Evidence that our Ice Age ancestors could appreciate music is tentative, unlike the vividly painted animals that register their love of graphic art, yet what seems to be a musical instrument still exists in southern France. In a cave at Pêche Merle a set of stalactites appears to have been worn down unnaturally, and when struck with a chamois-covered stick each column produces a different note. Ascribe this to chance or not, as you like.

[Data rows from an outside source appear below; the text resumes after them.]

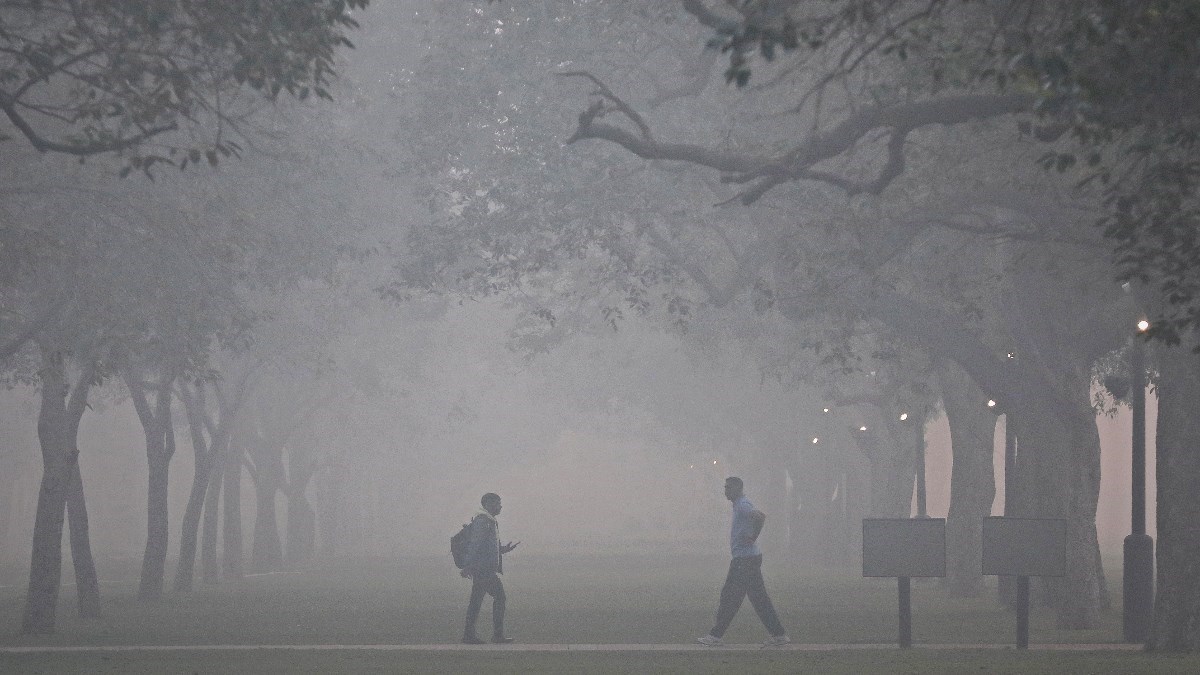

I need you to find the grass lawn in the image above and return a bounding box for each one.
[0,554,1200,673]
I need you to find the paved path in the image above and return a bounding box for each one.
[0,643,1142,653]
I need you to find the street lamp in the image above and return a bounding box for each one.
[1122,319,1154,643]
[900,412,929,518]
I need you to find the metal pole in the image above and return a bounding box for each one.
[996,411,1018,607]
[913,416,929,518]
[1016,577,1030,650]
[1121,336,1154,643]
[1129,338,1146,534]
[1004,411,1016,518]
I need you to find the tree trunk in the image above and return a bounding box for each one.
[174,383,220,592]
[174,440,212,593]
[67,461,100,619]
[200,448,228,584]
[125,371,175,601]
[853,407,917,518]
[22,346,95,634]
[286,485,317,565]
[250,476,283,573]
[318,456,346,557]
[1146,341,1200,652]
[221,444,242,579]
[138,448,170,601]
[1018,386,1105,629]
[937,362,996,596]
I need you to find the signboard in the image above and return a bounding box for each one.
[983,516,1067,577]
[863,518,946,577]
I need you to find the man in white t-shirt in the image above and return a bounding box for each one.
[696,476,792,647]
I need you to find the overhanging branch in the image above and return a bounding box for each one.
[560,71,1034,204]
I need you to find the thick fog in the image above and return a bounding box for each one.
[0,0,1200,648]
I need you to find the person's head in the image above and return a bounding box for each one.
[725,476,743,502]
[479,492,500,515]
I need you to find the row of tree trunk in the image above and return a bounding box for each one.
[22,357,328,634]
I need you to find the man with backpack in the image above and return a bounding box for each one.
[451,492,521,645]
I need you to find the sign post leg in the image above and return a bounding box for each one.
[1016,577,1030,650]
[896,577,912,649]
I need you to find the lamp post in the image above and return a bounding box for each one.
[900,412,929,518]
[1122,319,1154,643]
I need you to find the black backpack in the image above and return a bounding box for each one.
[450,522,470,569]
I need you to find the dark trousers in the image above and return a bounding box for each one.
[710,555,785,638]
[463,574,505,637]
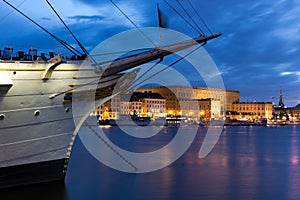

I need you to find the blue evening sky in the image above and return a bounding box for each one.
[0,0,300,106]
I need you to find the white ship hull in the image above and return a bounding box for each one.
[0,63,92,188]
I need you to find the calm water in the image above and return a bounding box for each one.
[0,126,300,200]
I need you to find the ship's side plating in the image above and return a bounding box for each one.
[0,62,84,188]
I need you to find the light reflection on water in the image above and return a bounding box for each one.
[0,126,300,200]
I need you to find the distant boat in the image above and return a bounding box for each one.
[267,119,289,126]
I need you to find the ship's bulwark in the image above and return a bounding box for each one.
[0,63,84,188]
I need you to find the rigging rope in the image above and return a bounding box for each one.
[164,0,200,33]
[131,45,202,88]
[110,0,156,47]
[176,0,205,35]
[186,0,213,35]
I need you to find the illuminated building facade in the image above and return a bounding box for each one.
[226,102,273,121]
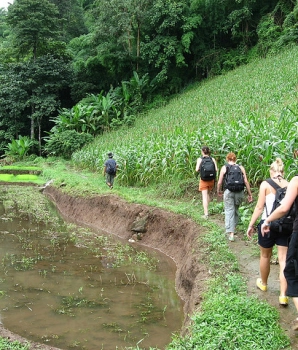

At Le Tuc d’Audoubert, half a mile inside the cave, a pair of bison were modeled in high relief on a clay bank—the bull ready to mount the cow. The clay is now dry and deeply cracked, otherwise the animals seem unaffected by the millennia that have passed since they were formed. They surge with vitality. But the arresting thing about this tableau is not the elemental vigor of the bison or the skill with which they have been realized; more startling is the fact that the mud floor of the cave shows a ring of little heelprints, as though children had been dancing. In other words, these two animals were the central images of a ritual, a bison dance. And it is possible that the young dancers wore bison horns and pelts, just as in the eagle dance American Indians wear eagle feathers and represent themselves as eagles, circling, sweeping, fluttering.
Prehistorians agree that this grotto was the scene of a ritual, though some of them are not sure about the dancing; they favor a kind of backward march, a goose step in reverse, which is such an ugly concept that it may well be correct. Neither theory has been certified, however, so let’s assume the children were dancing.